Полина приоткрыла один глаз и покосилась на рыжий цветок.
– Кампсис, – подсказала она.
– Вот! Кто такое упомнит?
– Я помню.
– Ну, ты-то понятно, ты все на свете помнишь!
Она наконец открыла оба глаза и посмотрела на собеседника.
– Боря, я не отказываю тебе в праве зваться цветоводом-энтузиастом, но подозреваю, что пришел ты не за этим. И не для того, чтобы поделиться внезапно нахлынувшими воспоминаниями о детстве у бабули. Ты практичный человек, тебе что-то нужно. Что?
– Разговор есть, просто неприятный, вот и пытаюсь… подсластить пилюлю.

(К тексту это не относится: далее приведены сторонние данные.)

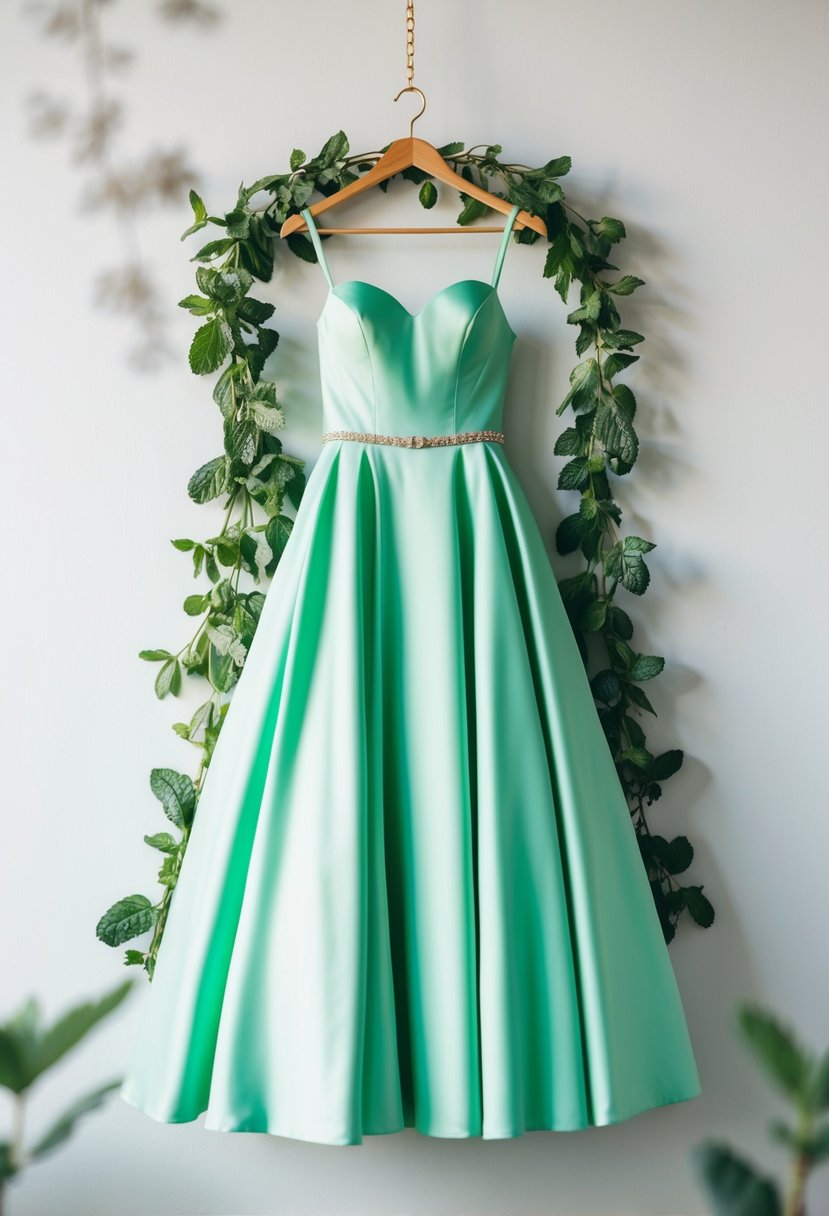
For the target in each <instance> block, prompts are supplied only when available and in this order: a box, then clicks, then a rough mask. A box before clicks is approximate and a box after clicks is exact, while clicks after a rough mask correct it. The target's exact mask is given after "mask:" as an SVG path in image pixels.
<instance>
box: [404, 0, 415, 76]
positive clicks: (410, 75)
mask: <svg viewBox="0 0 829 1216" xmlns="http://www.w3.org/2000/svg"><path fill="white" fill-rule="evenodd" d="M413 80H414V0H406V83H407V84H408V86H410V88H411V85H412V81H413Z"/></svg>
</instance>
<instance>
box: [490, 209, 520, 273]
mask: <svg viewBox="0 0 829 1216" xmlns="http://www.w3.org/2000/svg"><path fill="white" fill-rule="evenodd" d="M519 210H520V206H519V204H518V203H515V204H514V206H513V209H512V210H511V213H509V215H508V216H507V223H506V224H504V226H503V236H502V237H501V246H500V247H498V254H497V257H496V259H495V269H494V270H492V287H497V286H498V278H500V277H501V268H502V266H503V257H504V254H506V252H507V244H508V242H509V236H511V233H512V227H513V224H514V223H515V216H517V215H518V213H519Z"/></svg>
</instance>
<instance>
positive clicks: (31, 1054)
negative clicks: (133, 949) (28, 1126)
mask: <svg viewBox="0 0 829 1216" xmlns="http://www.w3.org/2000/svg"><path fill="white" fill-rule="evenodd" d="M131 986H132V981H131V980H126V981H125V983H123V984H119V985H118V987H115V989H114V990H113V991H112V992H108V993H107V995H106V996H103V997H101V998H100V1000H98V1001H86V1002H84V1003H83V1004H79V1006H77V1007H75V1008H73V1009H69V1010H68V1012H67V1013H64V1014H63V1017H61V1018H58V1019H57V1021H55V1023H52V1025H51V1026H44V1024H43V1017H41V1012H40V1007H39V1004H38V1002H36V1001H35V1000H34V998H30V1000H28V1001H27V1002H26V1003H24V1004H23V1006H22V1008H21V1009H19V1010H18V1012H17V1013H16V1014H15V1017H13V1018H11V1019H10V1020H9V1021H6V1023H4V1024H2V1025H0V1088H4V1090H6V1091H9V1093H10V1094H11V1097H12V1110H13V1116H12V1118H13V1126H12V1132H11V1136H10V1137H9V1138H7V1139H2V1138H0V1210H2V1192H4V1186H5V1183H6V1182H9V1181H10V1180H11V1178H15V1177H16V1176H17V1175H18V1173H21V1171H22V1170H23V1169H24V1167H26V1166H28V1165H30V1164H34V1162H36V1161H39V1160H40V1159H41V1158H44V1156H45V1155H46V1154H47V1153H51V1152H52V1149H55V1148H57V1147H58V1144H62V1143H63V1141H66V1139H67V1138H68V1137H69V1136H71V1135H72V1132H73V1131H74V1127H75V1124H77V1122H78V1120H79V1119H81V1118H83V1116H84V1115H86V1114H89V1113H90V1111H92V1110H96V1109H97V1108H98V1107H100V1105H101V1104H102V1103H103V1102H105V1100H106V1097H107V1094H109V1093H111V1092H112V1091H113V1090H114V1088H117V1087H118V1086H119V1085H120V1081H108V1082H107V1083H106V1085H102V1086H98V1087H97V1088H95V1090H92V1092H91V1093H86V1094H84V1097H83V1098H79V1099H78V1100H77V1102H73V1103H72V1105H71V1107H69V1108H68V1110H64V1111H63V1114H62V1115H61V1116H60V1118H58V1119H56V1120H55V1121H53V1122H52V1124H51V1126H50V1127H49V1128H47V1130H46V1131H45V1132H44V1133H43V1135H41V1136H40V1137H39V1138H38V1139H36V1141H35V1143H34V1144H32V1147H29V1148H27V1147H26V1145H24V1143H23V1115H24V1108H26V1103H27V1100H28V1097H29V1093H30V1091H32V1088H33V1086H34V1085H35V1082H38V1081H40V1079H41V1077H43V1076H44V1074H45V1073H47V1071H49V1070H50V1069H51V1068H53V1066H55V1065H56V1064H57V1063H60V1062H61V1060H62V1059H63V1058H64V1055H67V1054H68V1053H69V1052H71V1051H72V1049H73V1048H74V1047H77V1046H78V1043H80V1041H81V1040H83V1038H85V1037H86V1035H89V1032H90V1031H91V1030H92V1029H94V1028H95V1026H97V1024H98V1023H100V1021H101V1020H102V1019H103V1018H106V1017H108V1014H111V1013H112V1012H113V1009H115V1008H117V1007H118V1006H119V1004H120V1003H122V1001H123V1000H124V997H125V996H126V993H128V992H129V991H130V989H131Z"/></svg>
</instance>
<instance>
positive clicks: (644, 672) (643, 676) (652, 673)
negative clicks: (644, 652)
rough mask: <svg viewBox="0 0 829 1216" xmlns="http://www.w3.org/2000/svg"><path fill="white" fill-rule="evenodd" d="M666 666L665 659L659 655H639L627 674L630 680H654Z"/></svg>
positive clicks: (639, 680)
mask: <svg viewBox="0 0 829 1216" xmlns="http://www.w3.org/2000/svg"><path fill="white" fill-rule="evenodd" d="M664 666H665V659H664V658H661V655H659V654H637V657H636V659H635V662H633V666H632V668H631V669H630V671H628V672H627V677H628V680H636V681H637V683H638V682H641V681H642V680H653V679H654V676H658V675H659V674H660V671H661V670H662V669H664Z"/></svg>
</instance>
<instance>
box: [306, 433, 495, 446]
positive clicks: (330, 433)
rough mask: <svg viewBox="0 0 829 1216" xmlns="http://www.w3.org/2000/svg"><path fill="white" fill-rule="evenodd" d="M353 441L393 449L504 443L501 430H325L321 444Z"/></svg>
mask: <svg viewBox="0 0 829 1216" xmlns="http://www.w3.org/2000/svg"><path fill="white" fill-rule="evenodd" d="M337 439H353V440H356V441H357V443H359V444H390V445H391V446H393V447H447V446H450V445H455V444H474V443H495V444H502V443H503V441H504V435H503V430H459V432H456V434H453V435H379V434H377V433H376V432H373V430H326V433H325V434H323V435H322V443H323V444H327V443H331V441H332V440H337Z"/></svg>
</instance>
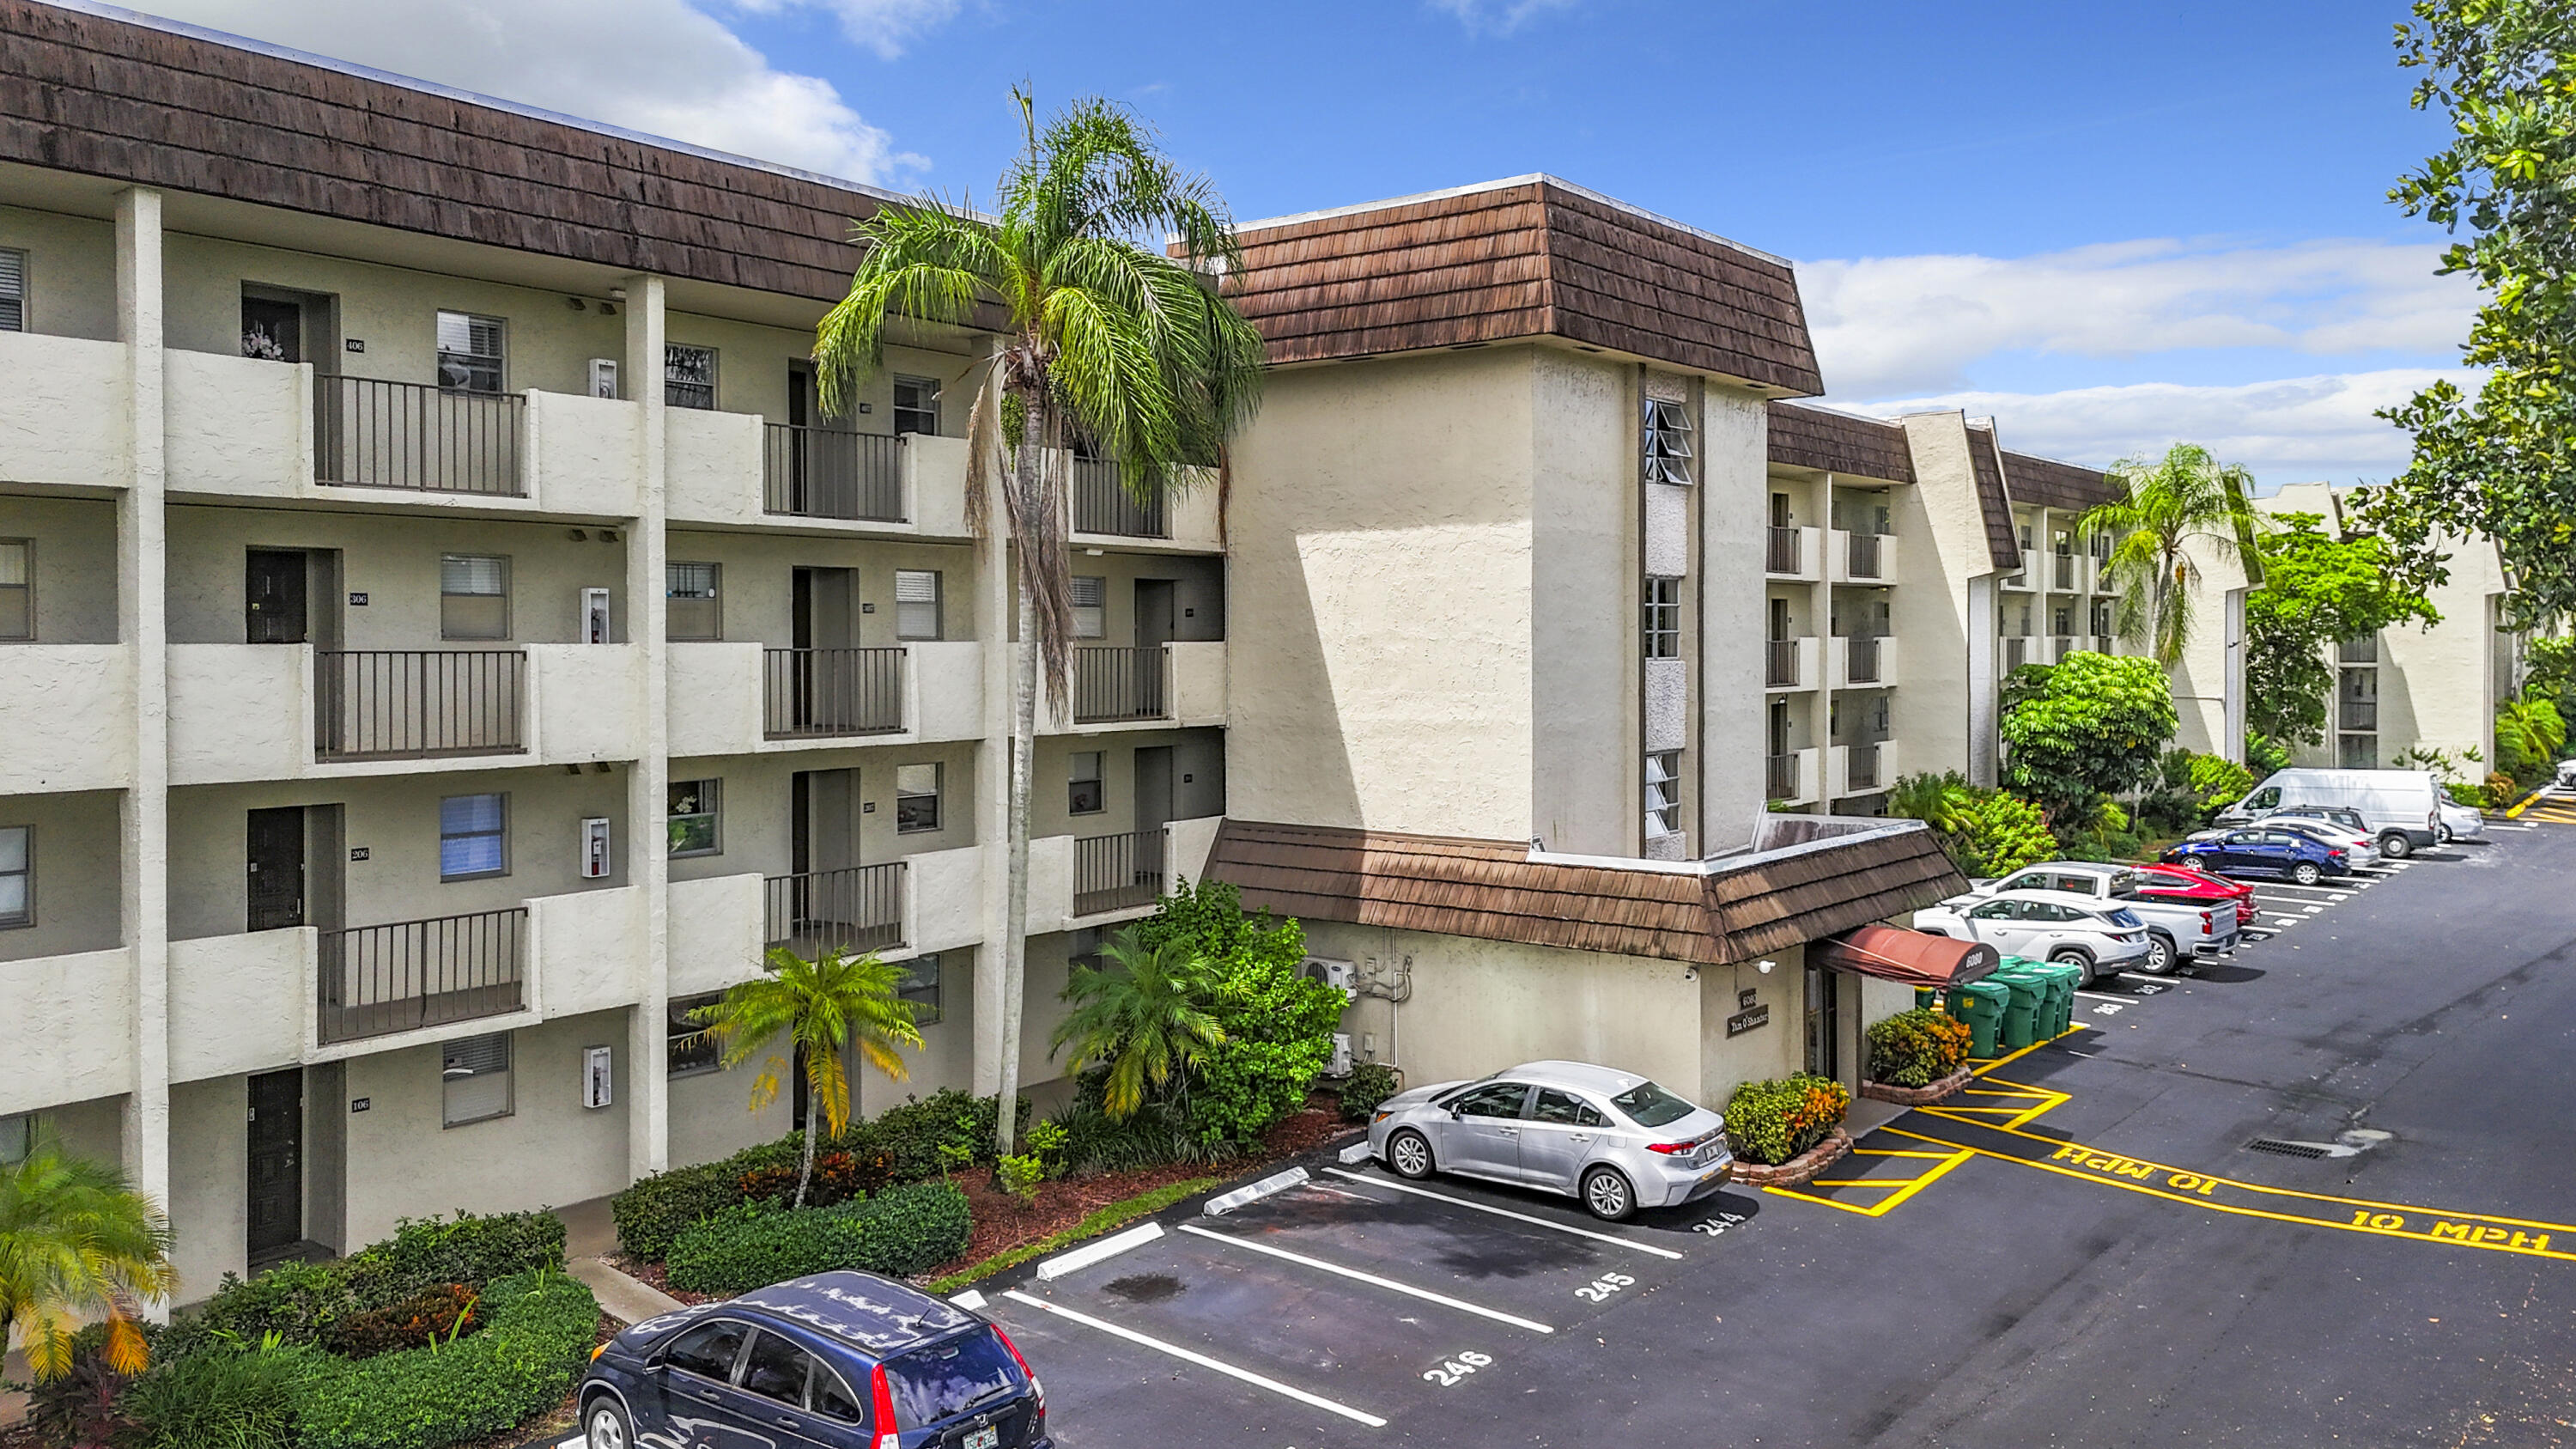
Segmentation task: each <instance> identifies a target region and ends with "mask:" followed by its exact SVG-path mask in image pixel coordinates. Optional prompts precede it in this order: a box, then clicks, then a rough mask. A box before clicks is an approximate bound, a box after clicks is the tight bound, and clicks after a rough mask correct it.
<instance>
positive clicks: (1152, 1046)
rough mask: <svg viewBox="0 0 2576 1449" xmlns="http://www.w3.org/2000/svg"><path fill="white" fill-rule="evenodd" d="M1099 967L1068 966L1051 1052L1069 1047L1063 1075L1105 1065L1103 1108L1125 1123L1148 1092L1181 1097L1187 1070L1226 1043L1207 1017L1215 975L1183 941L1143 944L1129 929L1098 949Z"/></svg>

Это было не совсем правдой. Разговор предстоял неприятный, но в то же время желанный. Злорадный по-своему. Сочетание оказалось непривычным: Борису было неловко о таком говорить, он предпочитал решать проблемы другими методами. И все же сегодня эти знания, которые оставалось облечь в слова, тоже были оружием. Пожалуй, слова не всегда бесполезны…
Он и так долго медлил, потому что в отеле слишком многое случилось. Но вот это «слишком многое», включая смерть пожилого туриста, еще больше сблизило Полину с клоуном. Борис не мог этого допустить – потому что она, даже перестав быть близкой, оставалась другом. Как только он проговорил про себя эту причину, стало легче.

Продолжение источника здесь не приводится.